Secondly, and this is if we want to do the hash-renaming of assets: the asset filenames cease to be predictable: I imagine that referring to assets from templates would then happen via a function call. For example: {{ asset("content/test.jpg") }} that resolves to /assets/test-3d7995745c319258643d2511b5d53fd644bc214b339db364ee2bfebd971ad4c1.jpg (In the markdown part this could be automatic.) Unlike resize_image, it is a general mechanism, so one could use it for any kind of asset. I imagine that it would be the “final step” of the asset processing, that besides hashing, would mark a file in temp as one that will get published and copied directly to public.

Third, because calling asset would be required (I’m imagining this in the case the user has opted in in this “asset pipeline” feature) for publishing the asset as a file, that means that not all assets in temp are published. Indeed, if all helper functions that do asset processing accept a path relative to the project root and place the end result in temp, outputting the path, e.g. temp/asset-af1d7ccd937811502e3b63f2daa6a5e7694feb1d4152237156717e769fc33aba.txt, the helpers become trivially composable and provided that they also use the hash-enabled filenames, cacheable.

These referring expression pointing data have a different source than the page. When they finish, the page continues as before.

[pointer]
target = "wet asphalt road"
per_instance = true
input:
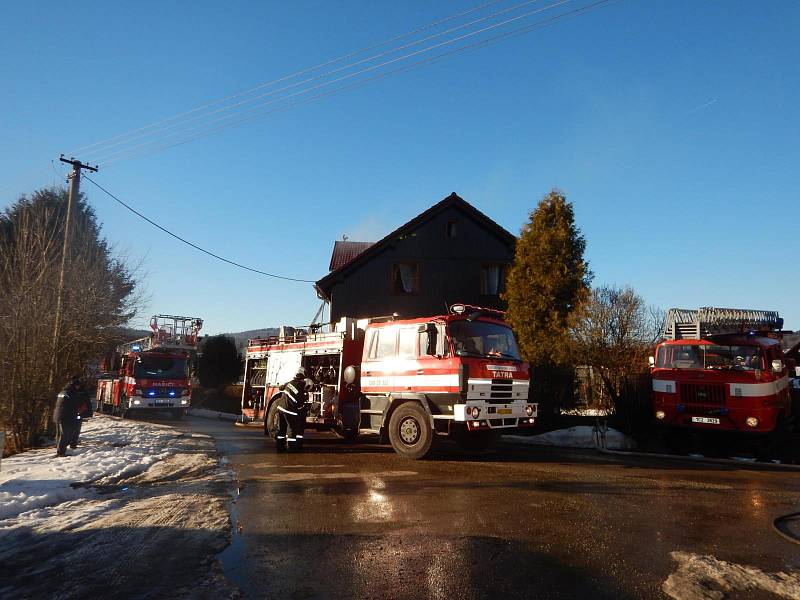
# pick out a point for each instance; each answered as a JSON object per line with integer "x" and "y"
{"x": 346, "y": 520}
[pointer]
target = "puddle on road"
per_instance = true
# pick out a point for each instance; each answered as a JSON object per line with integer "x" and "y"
{"x": 232, "y": 557}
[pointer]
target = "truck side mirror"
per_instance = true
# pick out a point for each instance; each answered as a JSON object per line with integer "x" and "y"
{"x": 430, "y": 329}
{"x": 350, "y": 374}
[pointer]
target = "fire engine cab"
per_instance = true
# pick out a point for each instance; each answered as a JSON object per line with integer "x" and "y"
{"x": 722, "y": 369}
{"x": 457, "y": 375}
{"x": 152, "y": 373}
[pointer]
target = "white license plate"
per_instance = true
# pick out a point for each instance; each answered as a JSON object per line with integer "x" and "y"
{"x": 707, "y": 420}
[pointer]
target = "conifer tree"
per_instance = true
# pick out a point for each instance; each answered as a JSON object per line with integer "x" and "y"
{"x": 547, "y": 282}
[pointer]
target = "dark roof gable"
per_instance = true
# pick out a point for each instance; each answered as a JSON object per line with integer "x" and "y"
{"x": 344, "y": 251}
{"x": 453, "y": 200}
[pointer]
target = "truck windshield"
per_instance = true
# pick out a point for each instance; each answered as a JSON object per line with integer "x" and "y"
{"x": 479, "y": 338}
{"x": 702, "y": 356}
{"x": 160, "y": 367}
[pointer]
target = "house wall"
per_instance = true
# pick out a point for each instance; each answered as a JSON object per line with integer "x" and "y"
{"x": 449, "y": 271}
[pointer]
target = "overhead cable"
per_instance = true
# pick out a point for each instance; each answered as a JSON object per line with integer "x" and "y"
{"x": 232, "y": 109}
{"x": 257, "y": 114}
{"x": 290, "y": 76}
{"x": 188, "y": 243}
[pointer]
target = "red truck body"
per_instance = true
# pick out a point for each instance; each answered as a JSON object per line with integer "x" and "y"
{"x": 461, "y": 370}
{"x": 152, "y": 373}
{"x": 724, "y": 376}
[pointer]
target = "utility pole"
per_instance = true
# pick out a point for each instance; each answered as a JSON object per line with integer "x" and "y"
{"x": 74, "y": 179}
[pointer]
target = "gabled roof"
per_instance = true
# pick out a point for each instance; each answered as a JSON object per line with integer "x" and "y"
{"x": 452, "y": 201}
{"x": 345, "y": 251}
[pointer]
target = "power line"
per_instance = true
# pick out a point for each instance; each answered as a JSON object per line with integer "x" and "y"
{"x": 187, "y": 242}
{"x": 369, "y": 69}
{"x": 256, "y": 114}
{"x": 231, "y": 109}
{"x": 293, "y": 75}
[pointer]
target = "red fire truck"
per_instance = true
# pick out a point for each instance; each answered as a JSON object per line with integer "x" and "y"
{"x": 407, "y": 381}
{"x": 152, "y": 373}
{"x": 723, "y": 370}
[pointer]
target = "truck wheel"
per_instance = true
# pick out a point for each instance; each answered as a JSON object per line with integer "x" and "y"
{"x": 271, "y": 421}
{"x": 344, "y": 434}
{"x": 410, "y": 431}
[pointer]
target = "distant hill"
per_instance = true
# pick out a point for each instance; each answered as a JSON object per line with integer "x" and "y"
{"x": 127, "y": 334}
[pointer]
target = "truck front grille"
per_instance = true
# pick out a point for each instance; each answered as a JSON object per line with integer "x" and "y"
{"x": 501, "y": 391}
{"x": 704, "y": 398}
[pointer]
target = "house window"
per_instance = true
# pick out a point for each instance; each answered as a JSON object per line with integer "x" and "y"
{"x": 405, "y": 278}
{"x": 492, "y": 280}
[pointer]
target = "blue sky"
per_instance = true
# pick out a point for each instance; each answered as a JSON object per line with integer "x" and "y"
{"x": 672, "y": 126}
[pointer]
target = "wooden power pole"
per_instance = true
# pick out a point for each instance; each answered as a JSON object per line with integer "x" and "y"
{"x": 74, "y": 179}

Finally, I think that asset colocation is hard to access from templates at the moment; it would be helpful, if instead of an array of colocated assets, the pages could have a HashMap<Filename, Filepath>. Then, it would be easier to refer just to the filename in markdown while calling shortcodes, and still be able to easily get the full path of the original source asset in order to process or publish it.

So, what do you think about the overall picture of this design?

Some additional details that I thought about but not entirely sure of:

  1. asset would take in any path in the repo, in the case one wants to publish assets without any processing, so temp wouldn’t be special from the viewpoint of this function.
  2. static would make sense as a directory that get’s published regardless of whether asset was called for its files. However, files published from there would keep their original file names. (Of course because of the point 1. one could also publish a file in static with asset, in which case the filename would contain the hash)
  3. temp could be made to enjoy special treatment in the sense that Zola would trust the hash in its filenames to be correct without checking the contents.
  4. How to reconcile sass with this system? If one would want “full unification” without it getting any special treatment, I would guess that having opted in to the asset pipeline, user would link to the generated css like this {{ asset(sass("sass/styles.scss")) }}. If one wants to keep some special treatment, here’s some alternatives:
    • Provide a variable sass that already contains the result path of the compilation in temp and use it like {{ asset(sass) }}.
    • Provide a variable sass that already contains the result path of the compilation AND the “asset export” in public.
  5. Some other kinds of asset processing I’m thinking of, besides image processing and inlining, is web font optimisation, but it might go pretty far out of scope of what Zola wants to do.

We do already have the url_for function with a cachebust option which can append a ?h<sha256> path to the url. Does that solve the hashing for things coming from static? It also does work to get a link for a given content, not just assets.

The point of having the processed assets in the static folder is that they are committed in the repo and do not need to be reprocessed unless they change, putting them in a tmp folder would be annoying for me.

I’m not sure I like putting more asset processing in templates though. Images are a natural fit there because that’s where you are using it but sass?